“Reading” Lots of Books with a Computer
What is a corpus?
Watch in class: “What We Learned from 5 Million Books”
Discuss: Google n-gram vs. BookWorm
Download: Laurence Anthony’s AntConc (if you have a Mac, you may have to go to System Preferences > Security in order to allow it to run)
1.Explore: Google n-gram vs. BookWorm Choose some words that you think might have changed their usage over a period of time and test them again the corpus of books digitized by Google and HathiTrust. Take a snapshot of your favorite and present it to the class in Chat, accompanied by the usual quick writing. Is there a difference between G n-gram and BookWorm? Which one is more reliable?
2. Give AntConc a try. Here is a playlist of tutorials that can show you how AntConc works. This tutorial is also helpful: “Corpus Analysis with Antconc.” (Froelich) (also available in Spanish and French).
I have put a small corpus of the seven Harry Potter novels into our class Drive. Download your favorite and load it into AntConc. What does a "concordance" or collocation analysis tell you about it? Hold on to your observations and be ready to share them in class on the 17th.

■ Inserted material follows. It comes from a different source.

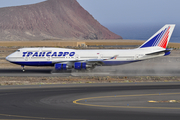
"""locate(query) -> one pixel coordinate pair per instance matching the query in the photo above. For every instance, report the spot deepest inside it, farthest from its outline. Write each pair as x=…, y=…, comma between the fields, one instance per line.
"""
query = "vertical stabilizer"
x=160, y=38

3. Work on your Site. Experiment with adding elements that personalize it. Use the preview button to see the way that it looks across devices. Do you know what responsive design is?
Discussion: Harry Potter results ; situating our "reading like a computer" along the close/distant/surface/artificial spectrum.
What is Fan Fiction? ; Harry Potter fandom
Live exercise: Let's try out AntConc for more than one text. And let's add fan fiction into the corpus.
Discussion: what previous analyses of the fan fiction have produced
1. How do you think people typed and did programming a long time ago?
Watch this "blast from the past" video. Try the Punch Card Emulator or the Virtual Keypunch; then go watch a restored 1964 IBM 029 (one of the formats available in the Punch Card Emulator) in action. Who do you think did so much of the card punching? You may have seen punch cards used to read code in the movie Hidden Figures (clip here)- thanks to ID from my F20 class for this!
2. Quick writing Week 2 : Pretend that you are in 1964. Use the punch card emulator to type a message to your classmates. Download the image of the card and share it in the quick writing thread in Chat. Respond to colleagues with one or two more punch cards. You will want to do this from a laptop--I don't think it will be practical on a device. What do you think about this way of using a keyboard to create text? You don't have to type 100+ words this week! That would be a lot of cards.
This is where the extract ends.